With the onset of winter, the troops, without shelter and exposed to the elements, suffered frostbite. In October, Hamilton was replaced by Charles Monro, who recommended an end to the campaign. Kitchener was dispatched by the British government to check on the situation. Appalled at what he saw and persuaded by Monro, he returned to London and urged evacuation. Finally, in January 1916, the curtain fell on the whole sorry ‘side show’, the last troops leaving on 9 January.
The campaign had indeed diverted Turkish forces away from Russia but it was considered a complete failure, one that cost 140,000 Allied casualties. Churchill, contrite, resigned and punished himself by joining a company of Royal Scot Fusiliers on the Western Front. (He returned to politics a year later and in 1917 was appointed Minister of Munitions). Meanwhile, Kitchener, who had been progressively side-lined, was sent on a diplomatic mission to Russia. On 5 June 1916, his ship, the HMS Hampshire, hit a German mine off the Orkney Islands and sunk.
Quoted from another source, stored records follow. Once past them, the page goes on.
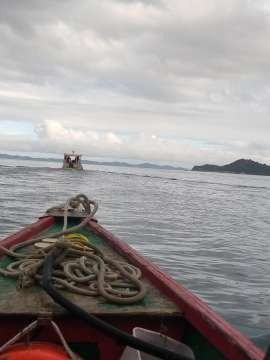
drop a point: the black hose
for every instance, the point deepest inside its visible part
(108, 329)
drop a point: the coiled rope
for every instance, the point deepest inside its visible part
(81, 267)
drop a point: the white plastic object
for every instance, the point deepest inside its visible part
(158, 339)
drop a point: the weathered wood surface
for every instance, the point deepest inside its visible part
(33, 300)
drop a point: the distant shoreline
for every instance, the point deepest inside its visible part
(241, 166)
(92, 162)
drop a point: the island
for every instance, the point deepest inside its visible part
(241, 166)
(144, 165)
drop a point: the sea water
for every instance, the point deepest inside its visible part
(210, 231)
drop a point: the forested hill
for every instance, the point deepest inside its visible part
(241, 166)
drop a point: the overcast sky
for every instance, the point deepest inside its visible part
(173, 81)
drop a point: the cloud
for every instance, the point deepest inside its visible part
(102, 73)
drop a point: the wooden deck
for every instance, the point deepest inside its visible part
(34, 301)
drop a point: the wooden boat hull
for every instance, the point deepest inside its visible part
(171, 308)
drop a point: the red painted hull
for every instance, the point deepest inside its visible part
(230, 342)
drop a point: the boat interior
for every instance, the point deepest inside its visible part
(156, 313)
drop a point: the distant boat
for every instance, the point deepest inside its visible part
(72, 161)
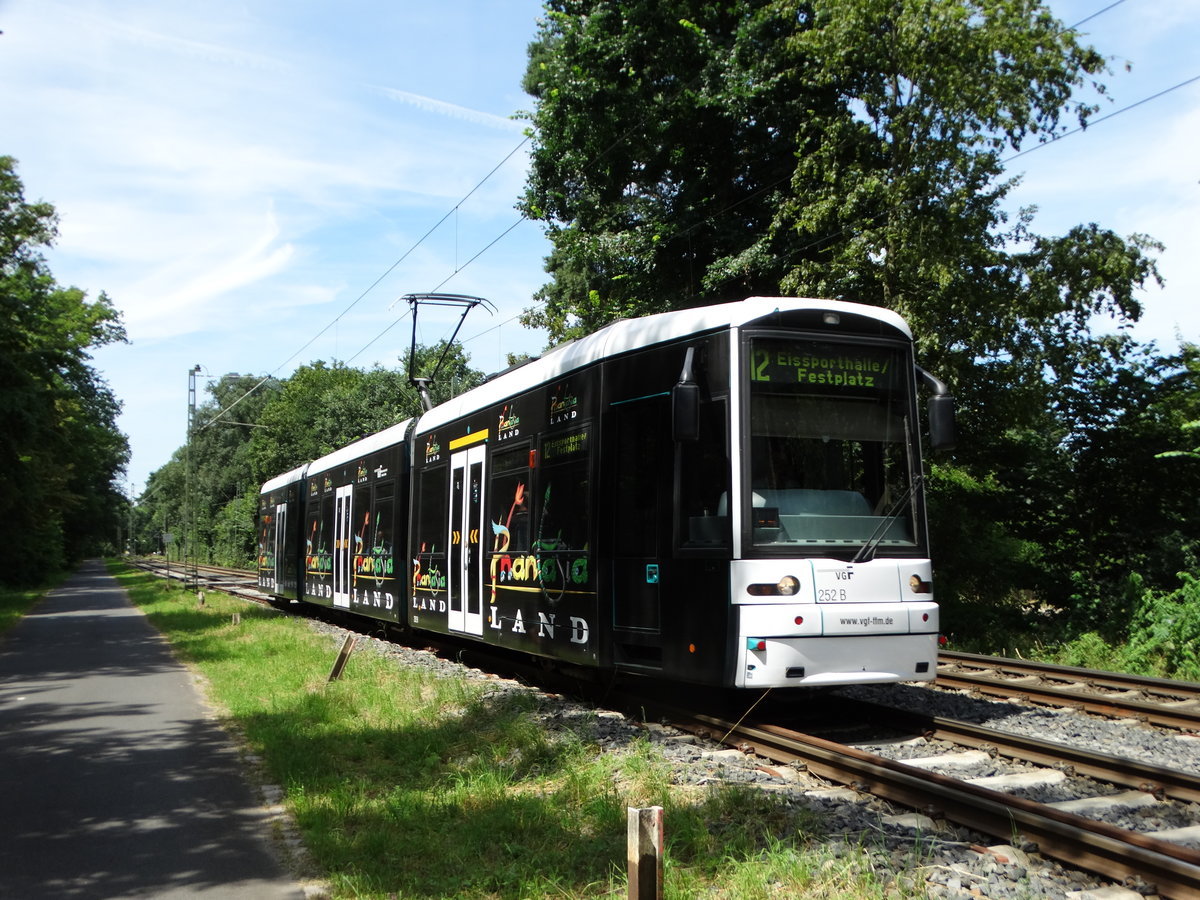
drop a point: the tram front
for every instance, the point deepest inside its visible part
(831, 577)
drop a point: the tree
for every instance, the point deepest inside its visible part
(664, 142)
(689, 153)
(252, 430)
(60, 450)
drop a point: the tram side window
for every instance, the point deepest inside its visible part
(432, 498)
(360, 520)
(705, 481)
(510, 498)
(379, 540)
(563, 502)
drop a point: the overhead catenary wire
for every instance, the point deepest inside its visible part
(605, 151)
(381, 279)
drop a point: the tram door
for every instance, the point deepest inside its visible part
(343, 544)
(281, 547)
(466, 569)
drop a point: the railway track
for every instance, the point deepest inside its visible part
(1059, 831)
(1072, 832)
(1156, 701)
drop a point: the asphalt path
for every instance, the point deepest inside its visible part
(114, 781)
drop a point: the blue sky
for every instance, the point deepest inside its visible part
(238, 174)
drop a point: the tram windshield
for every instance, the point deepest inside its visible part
(829, 449)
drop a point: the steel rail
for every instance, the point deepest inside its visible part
(1185, 718)
(1097, 846)
(1087, 677)
(1143, 777)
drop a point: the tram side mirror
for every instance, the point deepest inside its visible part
(942, 430)
(685, 412)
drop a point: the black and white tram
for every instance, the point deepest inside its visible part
(729, 495)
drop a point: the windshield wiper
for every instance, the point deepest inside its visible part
(868, 550)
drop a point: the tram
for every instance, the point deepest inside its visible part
(729, 496)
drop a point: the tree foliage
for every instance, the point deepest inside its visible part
(244, 437)
(60, 450)
(690, 151)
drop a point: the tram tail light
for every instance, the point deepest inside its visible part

His body was never found.
The failure of Gallipoli also heralded the end of Herbert Asquith as prime minister – on 25 May 1915, his Liberal government was forced into a coalition, and on 5 December 1916, he was replaced as prime minister by David Lloyd George.
25 April, the date the ANZACs initially landed in Gallipoli in 1915, is now marked annually as a day of remembrance, known as Anzac Day.